Lecture 11. Liverpool: The Triangle Trade and the Architectures of the Slave Economy

For nearly two centuries, the price of cotton in Liverpool determined the fate of the most lucrative markets in the World. From the displacement of indigenous populations in the American South for cotton plantations, to the massive movement of West Africans to work those plantations. The theme of this lecture is that slavery and the desire for goods such as cotton, sugar, coffee, gold transforms the modern world. The economics of slavery is embedded in the form and creation of architectures from the West Coast of Africa, to the Americas. Without slavery there is no Industrial Revolution, no mass production of textiles, no fashion, no rapid urbanization in England, no railroads, and no modernity. Following the depopulation of the Americas the human costs of colonialism are stark when viewed through the lens of slavery. Slavery was not invented in the colonial period, as many ancient and contemporary cultures throughout the world utilized slaves, often for domestic, sexual, military or menial tasks.
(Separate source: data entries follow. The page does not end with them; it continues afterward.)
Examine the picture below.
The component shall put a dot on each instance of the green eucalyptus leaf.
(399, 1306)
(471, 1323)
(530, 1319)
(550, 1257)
In most of these cases slaves were captured in smaller groups during military conflicts or raids to be sold throughout markets around the world. Colonialism, however, institutionalized slavery on an industrial global scale, relocating millions of people by force around the world for profit for nearly four centuries. What is more, the argument for slavery, as for the conquest of the Americas and issues of contemporary power, was always framed in religious, moral, biological, health, scientific and market terms.